In historical research, trying to explain events with one single "-ism" usually leads to pseudo-patterns. It is like carrying a hammer and then treating every usable fact as a nail, while historical facts that are more like nuts and require a wrench are simply ignored. Using several historical perspectives at once is often more helpful in reconstructing what actually happened. Every model departs from the facts in some way. Simpler models are easier to accept because they align with Occam's razor, but in the larger view, an ideal model would be built by weighting and integrating several independent models. That is the point at which a model most closely reflects reality.
Of course, people do not always want reality itself; sometimes what they actually want is the result after reality has been filtered by a model. And truly independent models may be rarer than they seem. Many are correlated from the start, or share a deeper underlying consistency. Integrating such models may reveal little that is genuinely new. If two models are sequentially connected, the effect of their combination should resemble the product of independent model effects rather than their sum. If two models describe independently, then their joint effect is more like a weighted combination of single-model performance, with the weights determined by the problem at hand.

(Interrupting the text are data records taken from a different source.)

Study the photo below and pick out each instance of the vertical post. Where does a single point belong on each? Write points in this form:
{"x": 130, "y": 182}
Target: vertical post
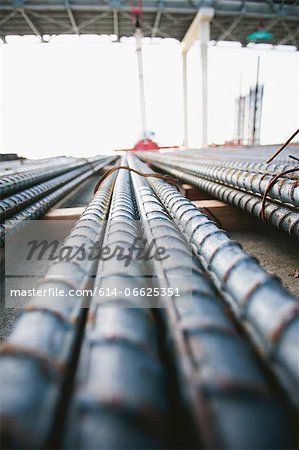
{"x": 204, "y": 37}
{"x": 185, "y": 98}
{"x": 138, "y": 37}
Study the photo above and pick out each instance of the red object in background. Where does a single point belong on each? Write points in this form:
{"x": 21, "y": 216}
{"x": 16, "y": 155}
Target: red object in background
{"x": 145, "y": 144}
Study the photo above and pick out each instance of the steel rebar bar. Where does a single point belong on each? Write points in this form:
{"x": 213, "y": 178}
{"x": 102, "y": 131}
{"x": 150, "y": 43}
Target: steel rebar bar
{"x": 268, "y": 312}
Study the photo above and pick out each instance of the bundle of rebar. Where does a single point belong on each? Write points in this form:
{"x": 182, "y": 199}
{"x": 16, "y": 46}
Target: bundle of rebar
{"x": 243, "y": 184}
{"x": 141, "y": 372}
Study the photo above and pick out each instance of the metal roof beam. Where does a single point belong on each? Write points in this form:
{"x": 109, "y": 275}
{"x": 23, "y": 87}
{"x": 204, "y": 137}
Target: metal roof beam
{"x": 289, "y": 37}
{"x": 94, "y": 19}
{"x": 51, "y": 20}
{"x": 259, "y": 10}
{"x": 7, "y": 17}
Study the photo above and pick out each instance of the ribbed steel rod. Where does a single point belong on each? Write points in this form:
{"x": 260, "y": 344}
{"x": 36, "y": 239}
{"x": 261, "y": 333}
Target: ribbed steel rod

$$完美模型 \= 独立模型1 + 独立模型2 + … +独立模型n$$
A model can only approach perfection; it can never become perfect. There will always be unknown information or undiscovered perspectives. Still, current developments in artificial intelligence may eventually produce models whose descriptive power exceeds the level of human understanding. We may never fully grasp how such a model works, and yet its predictive ability could be astonishingly good. From an engineering standpoint, that may not be a problem. Ethically, however, modern humans will probably still want their feelings considered.
Adding more models can move the system's optimum toward parts of reality that were once dismissed as noise. More facts and more data can have a similar effect. At the moment, there still seems to be too little attention given to integrating more models.
This, then, is itself a cognitive model of models. For an individual, broader experience and wider horizons help reveal the world's complexity and accumulate more usable experience. Openness to multiple perspectives makes it easier to discover integrated models that fit the facts more closely. Not every independent model deserves inclusion—many may be irrelevant to the question at hand, and some may only add variance. In plenty of situations, simple rules are the most practical and effective tools. But during the exploratory stage of cognition, using multiple models can help produce an understanding that exceeds the limits of any single person or perspective.